What is the Difference between Aseptic Purees and Aseptic Juices?

Posted by Araza Purees on

Many processed fruit suppliers to the beer industry, whether they’re selling orange juice or mango puree, tend to call all of their products puree. However, outside of the beer industry, most beverage and food manufacturers tend to categorize processed fruit as purees or juices.

Some processed fruit industry participants would argue that fruits such as orange, grapefruit, lime, lemon, mandarin, blood orange, and passion fruit, should all be classified as juices since the product is squeezed. Notably, many of these are citrus fruits. The people in this camp would take the position that there’s no such thing as “orange puree” or “lime puree.”

The terminology debate can further be nuanced because the fruits that fall into the puree category (mango, pineapple, pear, cherry, etc.) could also be juices if their Brix falls below the standardized range. In this case, a pineapple puree is going to be more viscous than a pineapple juice.

According to the Food and Agriculture Organization of the United Nations (FAO), pure 100% juice must be “all juice” with “no adjustment, not from concentrate.” Puree, meanwhile, is “pulp-containing” and is “more viscous than juices, totally fruit.” 
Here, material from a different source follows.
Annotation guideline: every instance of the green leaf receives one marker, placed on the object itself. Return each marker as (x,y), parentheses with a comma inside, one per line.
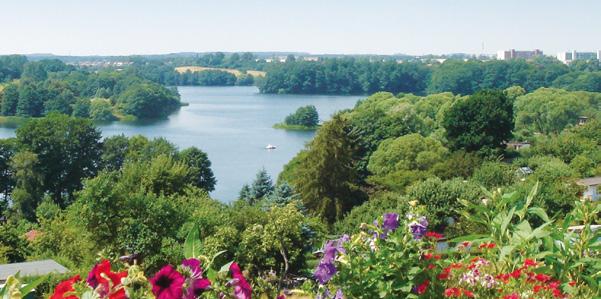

The FAO provides some guidance in its Agricultural Services Bulletin 146, stating that, “…juice is the fluid expressed from plant material by crushing, comminuting and pressing. It can be clear, cloudy or pulpy. Juice is classified as puree, if the resulting consistency is fluid that pours very slowly, or pulp if it pours even more slowly. To complicate the matter further, juices that are concentrated for preservation, handling and storage and reconstituted for consumption (labelled ‘juice from concentrate’) should be diluted back to approximately the same solids level (designated as Brix or percent soluble solids) of the initial juice. The amount of add-back water can vary substantially even within a given fruit, so reasonable commercial standards are set (FDA, 1999).”